Un format historique pour des ambitions renouvelées
L’élargissement du tournoi à 48 équipes a offert une opportunité historique à la Confédération africaine de football (CAF). Si les observateurs s’interrogent sur la capacité des nations africaines à dépasser le stade des phases de poules — un palier où, historiquement, peu de pays du continent ont brillé — l’optimisme est de mise.
Les dix représentants africains sont :
- Algérie, Cap-Vert, Côte d’Ivoire, Égypte, Ghana, Maroc, République démocratique du Congo (RDC), Sénégal, Afrique du Sud et Tunisie.

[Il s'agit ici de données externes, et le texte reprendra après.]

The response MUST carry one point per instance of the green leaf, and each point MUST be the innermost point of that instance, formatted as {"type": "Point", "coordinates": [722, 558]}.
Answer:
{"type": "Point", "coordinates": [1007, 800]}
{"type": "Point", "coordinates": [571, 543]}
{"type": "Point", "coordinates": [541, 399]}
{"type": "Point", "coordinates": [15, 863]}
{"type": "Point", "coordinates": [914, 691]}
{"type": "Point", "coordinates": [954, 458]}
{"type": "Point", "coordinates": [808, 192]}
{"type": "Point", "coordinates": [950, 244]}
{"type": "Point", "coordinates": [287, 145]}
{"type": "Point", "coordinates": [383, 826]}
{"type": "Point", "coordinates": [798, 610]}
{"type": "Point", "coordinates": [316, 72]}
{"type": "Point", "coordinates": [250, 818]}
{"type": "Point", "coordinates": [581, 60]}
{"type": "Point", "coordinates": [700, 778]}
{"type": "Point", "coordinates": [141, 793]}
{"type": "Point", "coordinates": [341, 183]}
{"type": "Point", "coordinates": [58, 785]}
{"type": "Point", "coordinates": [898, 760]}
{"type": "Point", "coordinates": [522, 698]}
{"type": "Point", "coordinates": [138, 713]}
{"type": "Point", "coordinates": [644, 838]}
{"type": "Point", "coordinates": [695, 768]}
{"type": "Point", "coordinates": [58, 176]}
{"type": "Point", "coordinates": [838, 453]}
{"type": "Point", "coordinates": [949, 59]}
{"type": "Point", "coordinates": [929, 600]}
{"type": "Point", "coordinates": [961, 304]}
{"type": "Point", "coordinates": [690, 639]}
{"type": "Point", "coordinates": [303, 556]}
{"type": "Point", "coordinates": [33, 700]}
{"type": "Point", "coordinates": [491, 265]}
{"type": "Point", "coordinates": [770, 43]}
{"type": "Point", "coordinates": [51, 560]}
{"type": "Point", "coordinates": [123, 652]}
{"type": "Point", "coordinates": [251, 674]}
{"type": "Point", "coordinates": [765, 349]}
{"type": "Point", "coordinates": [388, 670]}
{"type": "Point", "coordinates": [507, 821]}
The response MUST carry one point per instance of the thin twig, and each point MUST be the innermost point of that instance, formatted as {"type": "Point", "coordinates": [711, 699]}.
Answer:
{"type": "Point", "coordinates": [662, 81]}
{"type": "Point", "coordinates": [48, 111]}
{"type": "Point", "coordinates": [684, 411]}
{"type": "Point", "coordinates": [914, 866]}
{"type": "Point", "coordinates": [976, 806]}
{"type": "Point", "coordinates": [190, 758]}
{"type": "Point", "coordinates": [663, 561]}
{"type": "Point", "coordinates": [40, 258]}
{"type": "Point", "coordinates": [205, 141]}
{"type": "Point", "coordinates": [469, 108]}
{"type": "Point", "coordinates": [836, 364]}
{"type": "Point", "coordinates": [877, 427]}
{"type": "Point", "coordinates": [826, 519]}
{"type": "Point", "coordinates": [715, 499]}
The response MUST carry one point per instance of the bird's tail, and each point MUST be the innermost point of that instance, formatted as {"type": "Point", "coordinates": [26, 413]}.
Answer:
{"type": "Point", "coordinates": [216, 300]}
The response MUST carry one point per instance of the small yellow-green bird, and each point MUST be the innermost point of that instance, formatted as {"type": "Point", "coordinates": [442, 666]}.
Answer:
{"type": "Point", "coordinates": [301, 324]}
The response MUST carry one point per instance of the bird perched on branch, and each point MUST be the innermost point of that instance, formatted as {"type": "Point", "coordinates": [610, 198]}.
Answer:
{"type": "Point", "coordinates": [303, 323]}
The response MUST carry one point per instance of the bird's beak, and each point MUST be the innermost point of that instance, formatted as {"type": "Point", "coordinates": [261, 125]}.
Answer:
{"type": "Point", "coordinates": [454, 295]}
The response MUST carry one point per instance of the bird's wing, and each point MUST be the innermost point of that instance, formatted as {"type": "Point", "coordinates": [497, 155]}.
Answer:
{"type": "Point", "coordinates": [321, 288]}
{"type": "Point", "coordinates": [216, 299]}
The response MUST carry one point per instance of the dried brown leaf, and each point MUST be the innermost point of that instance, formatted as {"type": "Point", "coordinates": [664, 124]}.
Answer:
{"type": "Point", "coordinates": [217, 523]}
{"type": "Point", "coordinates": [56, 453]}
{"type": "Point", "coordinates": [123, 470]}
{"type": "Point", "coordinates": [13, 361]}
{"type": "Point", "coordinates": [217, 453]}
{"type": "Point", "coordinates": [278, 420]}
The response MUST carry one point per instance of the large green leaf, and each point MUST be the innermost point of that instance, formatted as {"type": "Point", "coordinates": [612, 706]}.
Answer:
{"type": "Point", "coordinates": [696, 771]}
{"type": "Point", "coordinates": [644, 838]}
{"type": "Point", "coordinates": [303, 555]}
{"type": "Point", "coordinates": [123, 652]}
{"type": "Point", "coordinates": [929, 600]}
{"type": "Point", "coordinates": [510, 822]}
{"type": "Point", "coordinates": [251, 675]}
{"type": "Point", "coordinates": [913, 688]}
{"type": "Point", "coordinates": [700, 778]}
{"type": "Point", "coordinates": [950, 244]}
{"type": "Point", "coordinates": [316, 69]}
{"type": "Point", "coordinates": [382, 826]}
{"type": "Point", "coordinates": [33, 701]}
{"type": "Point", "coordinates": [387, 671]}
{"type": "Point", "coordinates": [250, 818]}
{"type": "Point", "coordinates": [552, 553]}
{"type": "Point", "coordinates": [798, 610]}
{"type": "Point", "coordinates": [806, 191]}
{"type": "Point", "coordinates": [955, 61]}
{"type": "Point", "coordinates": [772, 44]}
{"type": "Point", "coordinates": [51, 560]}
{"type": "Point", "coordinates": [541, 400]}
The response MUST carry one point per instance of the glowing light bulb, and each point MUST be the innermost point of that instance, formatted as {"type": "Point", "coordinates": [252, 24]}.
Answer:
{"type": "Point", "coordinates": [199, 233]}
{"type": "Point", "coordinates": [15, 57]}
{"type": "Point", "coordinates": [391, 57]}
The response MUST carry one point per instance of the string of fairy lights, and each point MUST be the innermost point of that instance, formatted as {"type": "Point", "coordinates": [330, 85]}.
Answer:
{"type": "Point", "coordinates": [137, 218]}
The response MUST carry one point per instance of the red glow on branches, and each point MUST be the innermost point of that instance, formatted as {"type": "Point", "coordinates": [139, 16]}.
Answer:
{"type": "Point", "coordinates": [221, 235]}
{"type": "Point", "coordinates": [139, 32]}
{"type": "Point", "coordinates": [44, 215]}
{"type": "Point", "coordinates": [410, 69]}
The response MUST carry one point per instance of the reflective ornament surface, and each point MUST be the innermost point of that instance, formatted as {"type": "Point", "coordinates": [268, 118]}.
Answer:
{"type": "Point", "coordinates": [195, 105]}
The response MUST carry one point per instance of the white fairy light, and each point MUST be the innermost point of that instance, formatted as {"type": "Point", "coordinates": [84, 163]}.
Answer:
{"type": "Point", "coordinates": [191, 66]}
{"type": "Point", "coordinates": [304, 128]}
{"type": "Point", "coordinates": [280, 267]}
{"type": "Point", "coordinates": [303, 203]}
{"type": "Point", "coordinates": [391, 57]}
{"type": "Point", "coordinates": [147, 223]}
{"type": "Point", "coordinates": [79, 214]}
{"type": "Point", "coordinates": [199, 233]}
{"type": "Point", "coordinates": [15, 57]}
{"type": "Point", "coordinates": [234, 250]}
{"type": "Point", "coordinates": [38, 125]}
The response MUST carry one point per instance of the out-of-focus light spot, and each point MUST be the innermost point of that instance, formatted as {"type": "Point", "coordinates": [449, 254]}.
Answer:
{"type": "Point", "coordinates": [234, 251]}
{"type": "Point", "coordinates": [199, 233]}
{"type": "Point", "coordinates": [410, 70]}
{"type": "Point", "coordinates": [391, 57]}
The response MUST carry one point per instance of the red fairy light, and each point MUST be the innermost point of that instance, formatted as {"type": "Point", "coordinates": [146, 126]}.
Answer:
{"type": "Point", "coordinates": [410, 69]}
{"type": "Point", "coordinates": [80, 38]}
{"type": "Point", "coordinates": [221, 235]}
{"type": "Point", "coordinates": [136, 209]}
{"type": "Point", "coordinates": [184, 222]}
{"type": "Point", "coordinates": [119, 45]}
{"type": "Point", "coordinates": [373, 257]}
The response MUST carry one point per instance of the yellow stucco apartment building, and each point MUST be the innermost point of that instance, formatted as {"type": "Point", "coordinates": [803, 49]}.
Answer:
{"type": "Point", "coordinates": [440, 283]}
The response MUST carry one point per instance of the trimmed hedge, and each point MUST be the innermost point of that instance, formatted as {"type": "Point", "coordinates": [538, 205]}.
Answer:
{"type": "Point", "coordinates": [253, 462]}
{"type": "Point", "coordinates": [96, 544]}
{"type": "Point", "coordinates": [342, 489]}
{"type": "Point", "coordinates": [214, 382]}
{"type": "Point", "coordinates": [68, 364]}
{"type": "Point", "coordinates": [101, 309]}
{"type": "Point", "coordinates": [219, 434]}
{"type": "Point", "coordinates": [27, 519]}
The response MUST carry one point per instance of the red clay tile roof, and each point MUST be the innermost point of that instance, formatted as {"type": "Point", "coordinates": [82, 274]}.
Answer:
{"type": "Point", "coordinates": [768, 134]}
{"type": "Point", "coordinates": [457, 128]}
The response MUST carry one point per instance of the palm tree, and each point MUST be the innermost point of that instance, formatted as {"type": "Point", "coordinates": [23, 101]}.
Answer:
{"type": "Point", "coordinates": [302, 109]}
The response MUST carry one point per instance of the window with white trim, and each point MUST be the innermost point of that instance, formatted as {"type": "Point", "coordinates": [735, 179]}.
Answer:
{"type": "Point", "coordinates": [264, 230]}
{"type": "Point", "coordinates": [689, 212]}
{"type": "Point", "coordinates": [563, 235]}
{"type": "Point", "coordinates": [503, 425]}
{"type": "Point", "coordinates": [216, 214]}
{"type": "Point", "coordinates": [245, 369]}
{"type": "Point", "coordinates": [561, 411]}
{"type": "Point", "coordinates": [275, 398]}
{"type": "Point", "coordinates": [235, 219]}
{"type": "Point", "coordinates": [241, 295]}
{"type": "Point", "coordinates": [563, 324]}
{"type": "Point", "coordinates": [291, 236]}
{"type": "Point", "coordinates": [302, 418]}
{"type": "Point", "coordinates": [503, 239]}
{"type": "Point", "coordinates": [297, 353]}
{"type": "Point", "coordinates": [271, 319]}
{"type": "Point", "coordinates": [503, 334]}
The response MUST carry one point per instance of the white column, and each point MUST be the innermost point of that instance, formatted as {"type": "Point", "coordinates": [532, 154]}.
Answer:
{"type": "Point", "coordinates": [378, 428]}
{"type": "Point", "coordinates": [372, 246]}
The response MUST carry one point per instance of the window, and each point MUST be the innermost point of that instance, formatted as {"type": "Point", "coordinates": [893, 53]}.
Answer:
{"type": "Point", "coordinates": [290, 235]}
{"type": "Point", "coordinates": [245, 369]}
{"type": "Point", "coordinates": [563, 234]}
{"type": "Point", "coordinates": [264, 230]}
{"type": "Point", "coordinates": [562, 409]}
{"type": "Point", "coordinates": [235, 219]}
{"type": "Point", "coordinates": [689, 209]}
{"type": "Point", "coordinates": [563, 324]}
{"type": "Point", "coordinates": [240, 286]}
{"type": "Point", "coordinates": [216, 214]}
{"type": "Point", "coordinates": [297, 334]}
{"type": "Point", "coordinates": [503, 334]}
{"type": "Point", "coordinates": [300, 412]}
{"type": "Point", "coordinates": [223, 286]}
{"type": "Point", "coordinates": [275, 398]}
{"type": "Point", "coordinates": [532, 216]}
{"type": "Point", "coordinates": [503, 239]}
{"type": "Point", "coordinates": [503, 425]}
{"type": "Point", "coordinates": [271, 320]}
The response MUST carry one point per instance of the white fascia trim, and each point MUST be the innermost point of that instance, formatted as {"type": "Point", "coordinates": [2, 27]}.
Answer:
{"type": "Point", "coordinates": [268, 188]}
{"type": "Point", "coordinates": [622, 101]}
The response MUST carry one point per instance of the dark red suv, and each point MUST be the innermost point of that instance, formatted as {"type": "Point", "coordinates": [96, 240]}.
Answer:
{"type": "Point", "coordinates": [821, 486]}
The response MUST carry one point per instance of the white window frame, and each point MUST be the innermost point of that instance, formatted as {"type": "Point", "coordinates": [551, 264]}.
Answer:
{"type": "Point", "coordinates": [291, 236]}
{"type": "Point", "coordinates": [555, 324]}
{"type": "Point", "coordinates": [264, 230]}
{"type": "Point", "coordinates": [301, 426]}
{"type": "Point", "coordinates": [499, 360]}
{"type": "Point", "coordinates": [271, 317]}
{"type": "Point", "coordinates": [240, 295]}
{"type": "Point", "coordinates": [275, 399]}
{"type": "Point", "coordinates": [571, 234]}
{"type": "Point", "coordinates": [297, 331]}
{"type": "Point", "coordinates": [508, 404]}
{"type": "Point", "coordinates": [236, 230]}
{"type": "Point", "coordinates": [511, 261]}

Les forces en présence : Les fers de lance
Le continent s’appuie sur des leaders confirmés, portés par des investissements massifs dans les infrastructures et une régularité compétitive :
- Le Maroc : Demi-finaliste en 2022 et première nation africaine au classement FIFA, les Lions de l’Atlas sont les favoris naturels. Avec près de 87 % de chances de qualification pour le tour suivant selon certaines simulations, ils portent les espoirs les plus élevés.
- Le Sénégal : Fort de son expérience, le champion d’Afrique et habitué des grandes scènes mondiales, le Sénégal compte réitérer ses exploits passés, avec en point de mire une entrée en matière symbolique face à la France, rappelant leur épopée de 2002.
- La Côte d’Ivoire : En pleine confiance après ses récentes performances, les Éléphants misent sur leur cohésion pour franchir enfin le cap des poules.
Les enjeux : Plus que du sport
Au-delà de la compétition, le Mondial 2026 est perçu comme un levier de soft power. Le président de la Commission de l’Union africaine, Mahmoud Ali Youssouf, a salué cet engagement record, voyant dans cette présence le témoignage de l’essor, de la résilience et du talent du football africain.
Cependant, le défi reste de taille :
- Régularité : Le manque de constance au plus haut niveau reste un frein identifié.
- Dépendance : La forte dépendance aux joueurs formés ou évoluant en Europe souligne des faiblesses structurelles dans les championnats locaux qui devront, à terme, être comblées pour transformer cet essai continental en un sacre mondial.
Le regard des bookmakers
Bien que les nations africaines ne figurent pas parmi les favorites globales des bookmakers, les projections statistiques (comme celles d’Opta) indiquent que plusieurs d’entre elles — notamment l’Égypte (avec un groupe jugé abordable) et l’Algérie — ont des probabilités réelles de créer la surprise et de bousculer la hiérarchie mondiale.
L’Afrique entame ce Mondial avec une unité renforcée, portée par le sentiment qu’après avoir brisé le plafond de verre des demi-finales en 2022, le sacre suprême n’est plus un rêve inaccessible, mais un objectif concret.